I think my Ob/Gyn only cares about me if I get pregnant. I've pretty much been treating myself. I asked to up the clomid dosage and I asked for a 21 day progesterone lab slip. It's kinda weird. Then I have to literally stalk them just to get my blood test results. Oh well, we'll see what happens. Til later!
Monday, April 12, 2010
Well, here we go again! Onto that long windy road of infertility. Tomorrow I go on the higher dosage of 50mg of Clomid. Yay, even more anger! Thank God Chris is out of town, poor guy.
Liam pooped his pants today at the flower shop. Too bad I found out too late or I could have offered them some free fertilizer!
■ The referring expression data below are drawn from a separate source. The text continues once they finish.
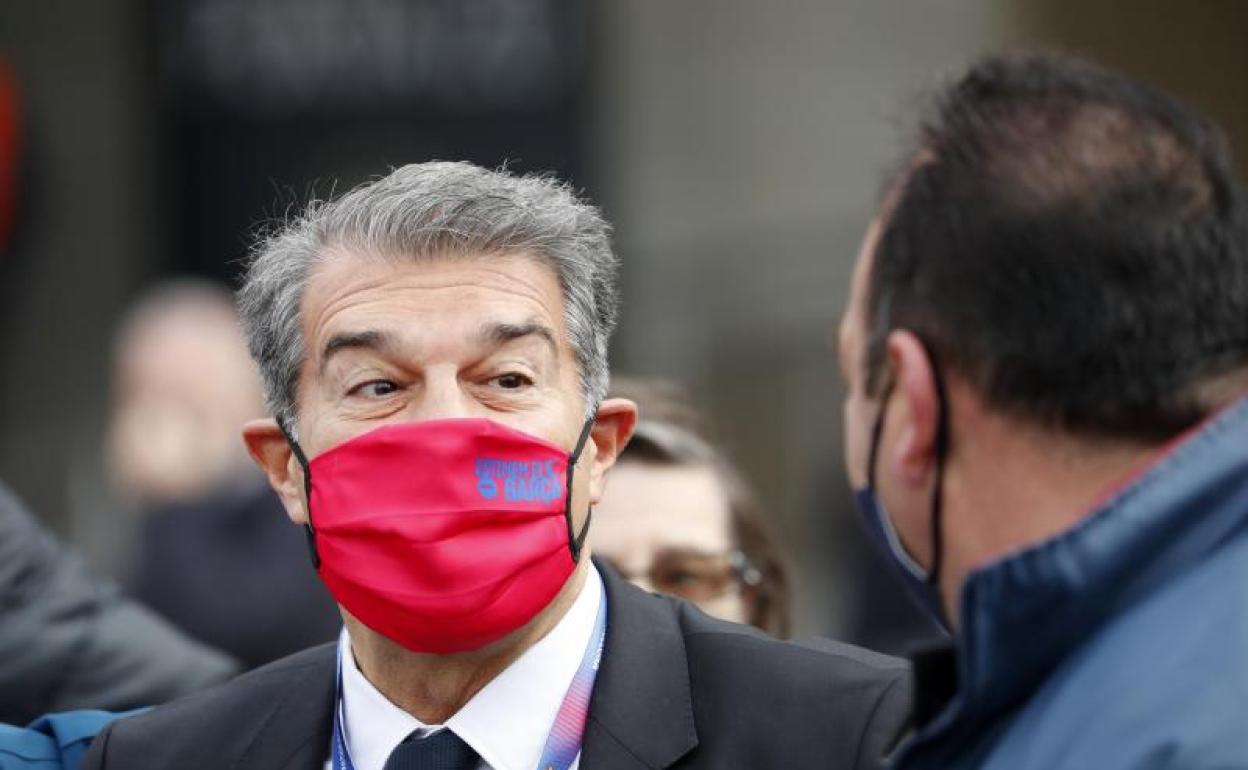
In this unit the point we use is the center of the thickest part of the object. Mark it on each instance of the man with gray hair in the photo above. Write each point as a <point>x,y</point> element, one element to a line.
<point>433,347</point>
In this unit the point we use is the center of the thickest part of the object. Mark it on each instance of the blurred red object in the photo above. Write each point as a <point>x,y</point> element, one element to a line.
<point>10,145</point>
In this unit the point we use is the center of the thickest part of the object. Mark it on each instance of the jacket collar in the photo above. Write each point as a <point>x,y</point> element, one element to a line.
<point>640,714</point>
<point>295,733</point>
<point>1023,614</point>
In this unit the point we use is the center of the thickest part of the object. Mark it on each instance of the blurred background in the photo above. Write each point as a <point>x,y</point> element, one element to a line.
<point>738,147</point>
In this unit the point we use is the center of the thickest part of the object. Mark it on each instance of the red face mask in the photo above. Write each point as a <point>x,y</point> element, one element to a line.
<point>443,536</point>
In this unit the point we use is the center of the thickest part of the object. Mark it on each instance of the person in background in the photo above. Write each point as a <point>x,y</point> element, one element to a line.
<point>679,518</point>
<point>70,640</point>
<point>1046,356</point>
<point>433,346</point>
<point>215,555</point>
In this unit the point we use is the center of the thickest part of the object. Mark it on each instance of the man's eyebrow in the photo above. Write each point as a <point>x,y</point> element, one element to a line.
<point>502,333</point>
<point>346,341</point>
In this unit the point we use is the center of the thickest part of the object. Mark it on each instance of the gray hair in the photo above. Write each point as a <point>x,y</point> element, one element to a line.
<point>432,210</point>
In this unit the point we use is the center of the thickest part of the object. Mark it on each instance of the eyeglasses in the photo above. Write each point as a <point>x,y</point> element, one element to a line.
<point>697,575</point>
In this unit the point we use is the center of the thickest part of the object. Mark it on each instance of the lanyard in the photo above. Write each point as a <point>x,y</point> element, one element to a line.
<point>563,744</point>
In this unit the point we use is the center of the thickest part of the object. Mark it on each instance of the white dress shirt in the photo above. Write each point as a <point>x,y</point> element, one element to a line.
<point>507,721</point>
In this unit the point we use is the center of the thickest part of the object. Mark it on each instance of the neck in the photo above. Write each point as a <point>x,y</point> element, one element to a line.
<point>1012,487</point>
<point>433,688</point>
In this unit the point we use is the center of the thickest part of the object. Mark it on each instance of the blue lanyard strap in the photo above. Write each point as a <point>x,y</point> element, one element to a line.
<point>567,734</point>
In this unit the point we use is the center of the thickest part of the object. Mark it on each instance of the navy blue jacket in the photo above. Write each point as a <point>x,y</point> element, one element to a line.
<point>1120,644</point>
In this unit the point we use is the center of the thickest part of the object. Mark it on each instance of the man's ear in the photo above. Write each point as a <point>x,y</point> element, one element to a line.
<point>613,428</point>
<point>267,446</point>
<point>916,409</point>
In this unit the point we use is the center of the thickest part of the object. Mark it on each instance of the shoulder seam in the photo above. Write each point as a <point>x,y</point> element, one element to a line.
<point>870,716</point>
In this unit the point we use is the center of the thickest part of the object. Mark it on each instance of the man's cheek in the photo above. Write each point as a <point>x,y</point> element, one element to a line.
<point>855,443</point>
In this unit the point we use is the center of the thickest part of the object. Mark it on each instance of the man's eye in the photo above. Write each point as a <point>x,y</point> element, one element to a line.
<point>513,381</point>
<point>375,388</point>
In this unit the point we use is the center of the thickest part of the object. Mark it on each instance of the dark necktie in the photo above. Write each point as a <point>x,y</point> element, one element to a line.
<point>443,750</point>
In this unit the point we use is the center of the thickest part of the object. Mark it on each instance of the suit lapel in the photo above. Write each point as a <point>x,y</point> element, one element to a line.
<point>295,734</point>
<point>640,714</point>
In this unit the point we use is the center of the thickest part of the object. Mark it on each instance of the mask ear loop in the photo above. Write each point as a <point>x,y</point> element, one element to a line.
<point>876,433</point>
<point>307,489</point>
<point>577,542</point>
<point>937,518</point>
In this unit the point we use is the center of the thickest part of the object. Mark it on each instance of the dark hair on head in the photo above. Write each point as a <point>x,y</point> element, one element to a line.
<point>1072,245</point>
<point>672,432</point>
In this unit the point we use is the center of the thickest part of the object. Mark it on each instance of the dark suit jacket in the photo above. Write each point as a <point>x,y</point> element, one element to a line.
<point>677,689</point>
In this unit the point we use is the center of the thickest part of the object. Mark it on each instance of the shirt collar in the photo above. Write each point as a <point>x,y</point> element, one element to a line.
<point>507,721</point>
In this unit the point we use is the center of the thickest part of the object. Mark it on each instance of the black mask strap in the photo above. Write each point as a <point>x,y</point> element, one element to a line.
<point>307,488</point>
<point>937,512</point>
<point>577,542</point>
<point>876,434</point>
<point>937,518</point>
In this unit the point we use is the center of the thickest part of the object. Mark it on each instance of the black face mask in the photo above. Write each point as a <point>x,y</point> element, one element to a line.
<point>922,583</point>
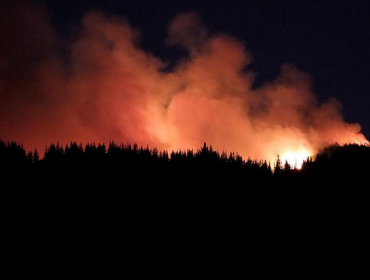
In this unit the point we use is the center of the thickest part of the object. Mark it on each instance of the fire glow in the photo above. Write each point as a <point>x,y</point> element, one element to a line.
<point>108,88</point>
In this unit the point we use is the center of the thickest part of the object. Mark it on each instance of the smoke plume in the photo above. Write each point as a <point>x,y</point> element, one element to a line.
<point>101,86</point>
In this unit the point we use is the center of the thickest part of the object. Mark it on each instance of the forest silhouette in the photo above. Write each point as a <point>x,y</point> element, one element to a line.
<point>127,165</point>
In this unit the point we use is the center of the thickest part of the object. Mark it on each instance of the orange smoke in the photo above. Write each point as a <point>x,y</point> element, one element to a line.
<point>106,88</point>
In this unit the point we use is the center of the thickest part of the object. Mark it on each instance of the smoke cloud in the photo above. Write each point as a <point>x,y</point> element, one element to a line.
<point>101,86</point>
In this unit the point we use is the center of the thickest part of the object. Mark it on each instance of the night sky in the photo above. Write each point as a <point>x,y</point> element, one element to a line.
<point>329,40</point>
<point>262,77</point>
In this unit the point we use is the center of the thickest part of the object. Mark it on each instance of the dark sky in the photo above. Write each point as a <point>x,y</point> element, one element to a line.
<point>329,40</point>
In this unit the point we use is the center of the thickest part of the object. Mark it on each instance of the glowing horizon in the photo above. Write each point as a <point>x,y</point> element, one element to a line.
<point>110,89</point>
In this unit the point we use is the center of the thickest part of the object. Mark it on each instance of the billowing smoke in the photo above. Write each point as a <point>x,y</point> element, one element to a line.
<point>101,86</point>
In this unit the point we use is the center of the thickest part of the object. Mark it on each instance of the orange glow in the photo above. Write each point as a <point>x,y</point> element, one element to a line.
<point>109,89</point>
<point>295,159</point>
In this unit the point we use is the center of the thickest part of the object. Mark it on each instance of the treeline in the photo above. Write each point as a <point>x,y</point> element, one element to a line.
<point>205,165</point>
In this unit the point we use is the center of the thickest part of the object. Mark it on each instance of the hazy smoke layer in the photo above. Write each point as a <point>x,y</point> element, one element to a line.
<point>104,87</point>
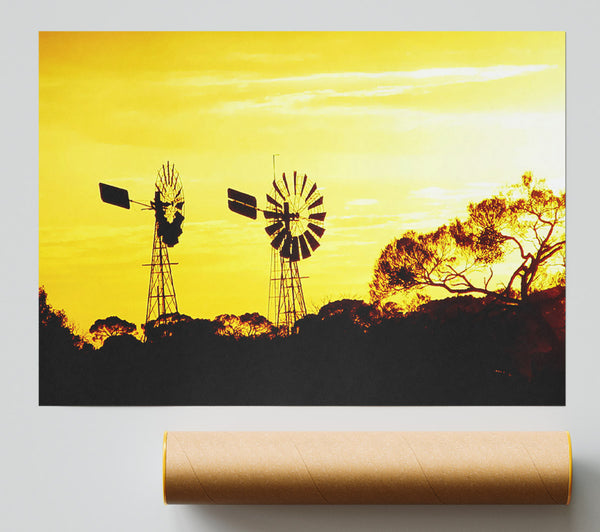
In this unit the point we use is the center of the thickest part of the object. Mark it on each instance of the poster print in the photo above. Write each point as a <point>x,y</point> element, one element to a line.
<point>302,218</point>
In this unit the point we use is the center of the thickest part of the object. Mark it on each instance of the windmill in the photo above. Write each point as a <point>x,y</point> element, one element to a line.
<point>295,223</point>
<point>168,207</point>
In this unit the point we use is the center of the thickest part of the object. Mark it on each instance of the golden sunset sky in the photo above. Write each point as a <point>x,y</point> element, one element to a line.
<point>399,130</point>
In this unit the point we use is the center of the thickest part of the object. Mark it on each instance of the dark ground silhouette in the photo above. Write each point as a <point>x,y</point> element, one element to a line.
<point>457,351</point>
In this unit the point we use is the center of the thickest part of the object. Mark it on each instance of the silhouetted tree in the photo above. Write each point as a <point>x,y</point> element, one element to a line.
<point>166,326</point>
<point>355,311</point>
<point>111,326</point>
<point>55,330</point>
<point>525,224</point>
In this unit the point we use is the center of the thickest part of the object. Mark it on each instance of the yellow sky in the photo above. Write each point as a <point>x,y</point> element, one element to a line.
<point>399,130</point>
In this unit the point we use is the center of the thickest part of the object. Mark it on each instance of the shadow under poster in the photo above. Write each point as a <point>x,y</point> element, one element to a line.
<point>299,218</point>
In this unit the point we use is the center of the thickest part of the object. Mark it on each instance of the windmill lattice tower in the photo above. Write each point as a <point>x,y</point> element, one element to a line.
<point>295,223</point>
<point>168,207</point>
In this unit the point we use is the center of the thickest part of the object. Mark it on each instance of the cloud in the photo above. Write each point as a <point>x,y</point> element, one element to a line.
<point>461,75</point>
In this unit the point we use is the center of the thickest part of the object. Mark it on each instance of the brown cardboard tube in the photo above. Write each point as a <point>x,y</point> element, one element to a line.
<point>367,467</point>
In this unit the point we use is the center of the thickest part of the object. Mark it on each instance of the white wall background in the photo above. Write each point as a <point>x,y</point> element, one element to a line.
<point>98,469</point>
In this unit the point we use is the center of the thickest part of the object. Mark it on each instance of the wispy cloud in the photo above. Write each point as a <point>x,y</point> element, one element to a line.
<point>461,75</point>
<point>337,88</point>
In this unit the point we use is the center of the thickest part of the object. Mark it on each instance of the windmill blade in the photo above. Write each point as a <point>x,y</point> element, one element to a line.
<point>276,242</point>
<point>285,183</point>
<point>285,250</point>
<point>272,229</point>
<point>269,215</point>
<point>312,241</point>
<point>295,255</point>
<point>274,202</point>
<point>316,229</point>
<point>241,203</point>
<point>303,184</point>
<point>304,247</point>
<point>114,195</point>
<point>318,216</point>
<point>312,191</point>
<point>277,190</point>
<point>316,203</point>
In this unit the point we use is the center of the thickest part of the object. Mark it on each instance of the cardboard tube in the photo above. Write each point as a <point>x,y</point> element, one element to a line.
<point>367,467</point>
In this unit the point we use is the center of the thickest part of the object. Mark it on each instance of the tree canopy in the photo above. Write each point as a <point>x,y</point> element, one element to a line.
<point>523,227</point>
<point>111,326</point>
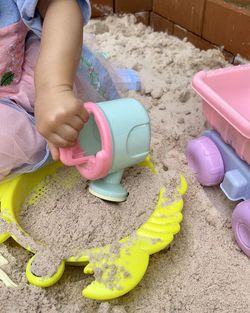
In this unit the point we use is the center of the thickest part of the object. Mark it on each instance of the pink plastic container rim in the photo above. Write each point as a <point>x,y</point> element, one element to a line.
<point>238,117</point>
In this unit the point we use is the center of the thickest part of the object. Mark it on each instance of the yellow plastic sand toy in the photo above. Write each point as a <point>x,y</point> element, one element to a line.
<point>117,268</point>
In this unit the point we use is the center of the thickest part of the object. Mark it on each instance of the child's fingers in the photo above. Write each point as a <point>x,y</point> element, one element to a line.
<point>68,133</point>
<point>76,123</point>
<point>83,114</point>
<point>54,151</point>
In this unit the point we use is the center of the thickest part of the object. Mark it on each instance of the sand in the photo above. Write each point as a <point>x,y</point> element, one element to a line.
<point>203,270</point>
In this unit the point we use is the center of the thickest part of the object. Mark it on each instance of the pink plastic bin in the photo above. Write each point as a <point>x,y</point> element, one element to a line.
<point>226,104</point>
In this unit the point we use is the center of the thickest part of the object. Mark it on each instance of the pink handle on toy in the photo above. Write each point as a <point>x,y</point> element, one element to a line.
<point>92,167</point>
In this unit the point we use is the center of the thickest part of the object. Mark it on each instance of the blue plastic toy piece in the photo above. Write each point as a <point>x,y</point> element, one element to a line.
<point>236,182</point>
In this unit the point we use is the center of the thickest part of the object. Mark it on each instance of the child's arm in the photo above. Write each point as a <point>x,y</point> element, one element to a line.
<point>59,114</point>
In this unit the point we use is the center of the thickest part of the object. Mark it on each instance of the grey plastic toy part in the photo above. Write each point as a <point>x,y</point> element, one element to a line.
<point>109,188</point>
<point>236,182</point>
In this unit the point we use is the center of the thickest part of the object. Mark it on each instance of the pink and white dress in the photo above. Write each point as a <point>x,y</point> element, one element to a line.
<point>22,148</point>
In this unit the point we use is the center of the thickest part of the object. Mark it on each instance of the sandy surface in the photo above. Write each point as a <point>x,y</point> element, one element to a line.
<point>204,270</point>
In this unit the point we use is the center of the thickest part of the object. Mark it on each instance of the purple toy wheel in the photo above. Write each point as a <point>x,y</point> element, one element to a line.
<point>241,226</point>
<point>205,160</point>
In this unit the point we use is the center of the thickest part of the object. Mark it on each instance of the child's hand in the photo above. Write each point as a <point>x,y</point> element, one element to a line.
<point>59,118</point>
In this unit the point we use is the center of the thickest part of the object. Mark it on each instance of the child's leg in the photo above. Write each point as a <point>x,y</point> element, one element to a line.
<point>21,146</point>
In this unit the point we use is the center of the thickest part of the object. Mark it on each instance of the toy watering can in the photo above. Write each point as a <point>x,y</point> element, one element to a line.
<point>116,136</point>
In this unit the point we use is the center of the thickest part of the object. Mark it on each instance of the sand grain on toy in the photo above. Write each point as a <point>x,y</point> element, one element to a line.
<point>68,219</point>
<point>203,271</point>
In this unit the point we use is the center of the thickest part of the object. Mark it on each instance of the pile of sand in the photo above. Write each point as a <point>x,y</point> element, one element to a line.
<point>204,270</point>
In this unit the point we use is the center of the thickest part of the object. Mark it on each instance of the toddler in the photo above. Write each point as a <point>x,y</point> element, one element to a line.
<point>45,76</point>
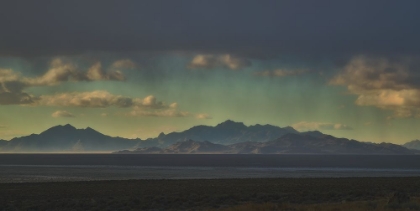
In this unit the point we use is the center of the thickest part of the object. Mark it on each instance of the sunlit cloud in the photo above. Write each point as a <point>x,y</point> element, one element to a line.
<point>209,61</point>
<point>98,99</point>
<point>59,114</point>
<point>309,126</point>
<point>124,64</point>
<point>280,72</point>
<point>383,84</point>
<point>13,84</point>
<point>138,112</point>
<point>203,116</point>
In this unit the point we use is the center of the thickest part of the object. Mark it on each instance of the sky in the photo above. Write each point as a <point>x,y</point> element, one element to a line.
<point>137,68</point>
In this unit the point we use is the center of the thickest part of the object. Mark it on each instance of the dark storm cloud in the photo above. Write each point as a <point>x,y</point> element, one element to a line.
<point>253,28</point>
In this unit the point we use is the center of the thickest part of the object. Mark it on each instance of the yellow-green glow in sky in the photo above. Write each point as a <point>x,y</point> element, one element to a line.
<point>137,68</point>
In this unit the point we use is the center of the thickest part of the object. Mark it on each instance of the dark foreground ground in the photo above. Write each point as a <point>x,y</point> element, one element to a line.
<point>210,194</point>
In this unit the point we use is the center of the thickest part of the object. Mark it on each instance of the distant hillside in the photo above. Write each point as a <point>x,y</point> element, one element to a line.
<point>288,144</point>
<point>413,145</point>
<point>67,139</point>
<point>228,132</point>
<point>227,137</point>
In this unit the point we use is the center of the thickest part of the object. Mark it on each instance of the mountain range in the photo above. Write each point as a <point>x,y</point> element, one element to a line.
<point>67,139</point>
<point>287,144</point>
<point>226,137</point>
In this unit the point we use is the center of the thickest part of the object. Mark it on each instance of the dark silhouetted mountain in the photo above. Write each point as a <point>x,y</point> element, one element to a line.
<point>415,144</point>
<point>227,137</point>
<point>228,132</point>
<point>287,144</point>
<point>190,146</point>
<point>68,138</point>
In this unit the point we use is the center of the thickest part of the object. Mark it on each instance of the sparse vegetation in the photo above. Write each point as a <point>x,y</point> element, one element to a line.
<point>224,194</point>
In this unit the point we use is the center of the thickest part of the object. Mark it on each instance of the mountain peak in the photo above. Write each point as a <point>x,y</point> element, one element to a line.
<point>65,127</point>
<point>230,124</point>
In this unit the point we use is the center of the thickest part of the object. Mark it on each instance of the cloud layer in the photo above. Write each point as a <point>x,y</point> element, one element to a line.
<point>238,27</point>
<point>13,84</point>
<point>59,114</point>
<point>210,61</point>
<point>384,83</point>
<point>280,72</point>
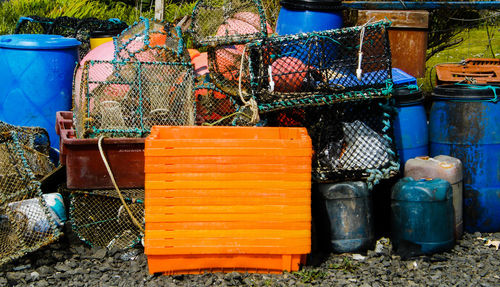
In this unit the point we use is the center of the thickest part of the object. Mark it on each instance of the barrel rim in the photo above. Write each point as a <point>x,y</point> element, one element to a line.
<point>313,5</point>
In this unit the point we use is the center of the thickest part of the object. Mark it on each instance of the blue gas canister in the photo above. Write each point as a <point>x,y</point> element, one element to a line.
<point>349,209</point>
<point>422,215</point>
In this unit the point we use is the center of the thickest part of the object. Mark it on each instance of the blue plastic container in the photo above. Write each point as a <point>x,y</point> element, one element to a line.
<point>36,79</point>
<point>410,125</point>
<point>302,16</point>
<point>465,123</point>
<point>349,209</point>
<point>422,216</point>
<point>401,78</point>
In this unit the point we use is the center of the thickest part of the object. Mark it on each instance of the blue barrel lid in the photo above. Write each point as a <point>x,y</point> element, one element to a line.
<point>314,5</point>
<point>344,190</point>
<point>37,42</point>
<point>408,189</point>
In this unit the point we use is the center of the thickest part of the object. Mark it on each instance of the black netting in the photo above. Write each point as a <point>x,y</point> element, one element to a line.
<point>351,140</point>
<point>320,67</point>
<point>228,22</point>
<point>69,27</point>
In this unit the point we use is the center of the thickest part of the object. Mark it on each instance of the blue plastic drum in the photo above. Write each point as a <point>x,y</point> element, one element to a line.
<point>410,125</point>
<point>308,16</point>
<point>36,79</point>
<point>464,123</point>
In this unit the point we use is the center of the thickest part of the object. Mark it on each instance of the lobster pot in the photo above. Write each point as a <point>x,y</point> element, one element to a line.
<point>225,27</point>
<point>352,140</point>
<point>128,98</point>
<point>319,68</point>
<point>26,222</point>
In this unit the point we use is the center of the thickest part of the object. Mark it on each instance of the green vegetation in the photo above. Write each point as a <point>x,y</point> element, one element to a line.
<point>307,275</point>
<point>482,42</point>
<point>10,11</point>
<point>347,265</point>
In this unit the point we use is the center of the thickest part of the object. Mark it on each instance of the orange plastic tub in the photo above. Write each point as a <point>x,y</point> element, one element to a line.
<point>227,199</point>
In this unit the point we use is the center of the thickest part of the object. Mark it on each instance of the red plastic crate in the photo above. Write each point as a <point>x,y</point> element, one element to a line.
<point>84,166</point>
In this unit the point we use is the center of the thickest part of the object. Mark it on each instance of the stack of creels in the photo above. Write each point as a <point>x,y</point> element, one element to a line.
<point>142,78</point>
<point>25,220</point>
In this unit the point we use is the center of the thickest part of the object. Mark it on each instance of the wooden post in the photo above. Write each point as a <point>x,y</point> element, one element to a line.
<point>159,9</point>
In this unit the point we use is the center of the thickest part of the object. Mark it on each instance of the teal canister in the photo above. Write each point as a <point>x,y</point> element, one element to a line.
<point>349,209</point>
<point>422,215</point>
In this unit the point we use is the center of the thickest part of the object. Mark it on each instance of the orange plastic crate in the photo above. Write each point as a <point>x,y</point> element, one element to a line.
<point>227,199</point>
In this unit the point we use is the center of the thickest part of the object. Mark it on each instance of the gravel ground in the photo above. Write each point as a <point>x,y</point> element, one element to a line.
<point>69,262</point>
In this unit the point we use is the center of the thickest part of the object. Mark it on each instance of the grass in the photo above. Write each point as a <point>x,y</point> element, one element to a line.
<point>475,45</point>
<point>10,11</point>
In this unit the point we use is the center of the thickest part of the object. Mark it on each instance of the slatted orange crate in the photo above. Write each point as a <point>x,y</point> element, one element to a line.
<point>227,199</point>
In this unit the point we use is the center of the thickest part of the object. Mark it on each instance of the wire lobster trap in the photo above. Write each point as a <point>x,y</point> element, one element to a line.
<point>224,27</point>
<point>319,68</point>
<point>25,220</point>
<point>99,217</point>
<point>151,40</point>
<point>125,99</point>
<point>351,140</point>
<point>80,29</point>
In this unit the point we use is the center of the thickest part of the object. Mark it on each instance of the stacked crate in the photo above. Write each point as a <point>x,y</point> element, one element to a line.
<point>227,199</point>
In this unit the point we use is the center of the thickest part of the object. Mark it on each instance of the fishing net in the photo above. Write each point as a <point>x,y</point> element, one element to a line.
<point>149,82</point>
<point>225,27</point>
<point>26,222</point>
<point>351,140</point>
<point>99,218</point>
<point>228,22</point>
<point>321,67</point>
<point>80,29</point>
<point>125,99</point>
<point>35,138</point>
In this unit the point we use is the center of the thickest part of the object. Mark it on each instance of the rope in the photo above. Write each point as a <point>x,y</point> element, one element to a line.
<point>252,104</point>
<point>134,220</point>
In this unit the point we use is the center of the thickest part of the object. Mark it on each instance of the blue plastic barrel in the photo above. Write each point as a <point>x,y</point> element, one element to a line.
<point>410,124</point>
<point>422,216</point>
<point>349,209</point>
<point>464,123</point>
<point>36,79</point>
<point>301,16</point>
<point>304,16</point>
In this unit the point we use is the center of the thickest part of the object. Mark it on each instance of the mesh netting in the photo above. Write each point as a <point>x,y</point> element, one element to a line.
<point>35,138</point>
<point>225,27</point>
<point>99,218</point>
<point>68,27</point>
<point>128,98</point>
<point>321,67</point>
<point>150,41</point>
<point>351,140</point>
<point>228,22</point>
<point>149,82</point>
<point>25,221</point>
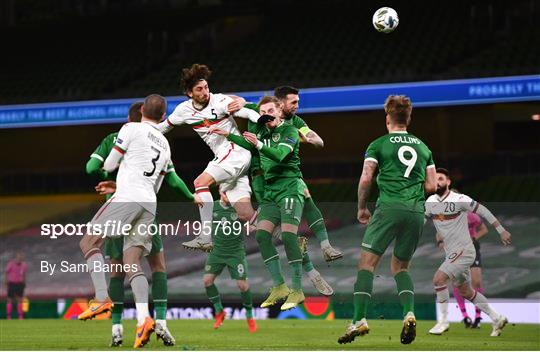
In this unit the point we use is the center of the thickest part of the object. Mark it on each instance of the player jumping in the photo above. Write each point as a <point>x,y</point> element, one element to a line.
<point>145,155</point>
<point>278,144</point>
<point>231,163</point>
<point>448,210</point>
<point>229,251</point>
<point>114,246</point>
<point>406,171</point>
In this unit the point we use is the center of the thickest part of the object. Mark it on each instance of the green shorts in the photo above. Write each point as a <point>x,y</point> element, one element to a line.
<point>114,246</point>
<point>389,224</point>
<point>236,263</point>
<point>283,201</point>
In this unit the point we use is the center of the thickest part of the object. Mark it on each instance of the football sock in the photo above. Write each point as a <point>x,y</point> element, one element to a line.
<point>247,302</point>
<point>362,294</point>
<point>461,302</point>
<point>290,241</point>
<point>405,290</point>
<point>307,265</point>
<point>139,286</point>
<point>116,292</point>
<point>478,312</point>
<point>94,259</point>
<point>270,256</point>
<point>213,295</point>
<point>443,295</point>
<point>159,294</point>
<point>316,221</point>
<point>481,302</point>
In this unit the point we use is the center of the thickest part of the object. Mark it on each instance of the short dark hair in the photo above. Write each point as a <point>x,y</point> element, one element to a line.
<point>154,107</point>
<point>268,99</point>
<point>442,170</point>
<point>135,113</point>
<point>192,75</point>
<point>399,107</point>
<point>282,92</point>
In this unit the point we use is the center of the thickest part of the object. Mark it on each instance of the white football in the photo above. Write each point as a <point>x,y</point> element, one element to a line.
<point>385,19</point>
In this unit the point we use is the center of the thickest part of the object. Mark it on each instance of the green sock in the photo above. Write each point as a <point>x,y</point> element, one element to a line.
<point>307,265</point>
<point>213,295</point>
<point>159,294</point>
<point>315,220</point>
<point>294,255</point>
<point>362,294</point>
<point>270,256</point>
<point>116,292</point>
<point>247,302</point>
<point>405,291</point>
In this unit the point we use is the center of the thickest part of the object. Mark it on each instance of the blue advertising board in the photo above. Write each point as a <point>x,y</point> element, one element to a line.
<point>313,100</point>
Ah, parenting.
Thursday, April 08, 2010
I thought a negative preg test was the worst, but this is even worse than that. All that work, charting and body temp, hormones and planning and I didn't even ovulate! I just cried and cried because there wasn't even a chance to get pregnant this month. I KNOW it will happen in God's time but I really, really want this.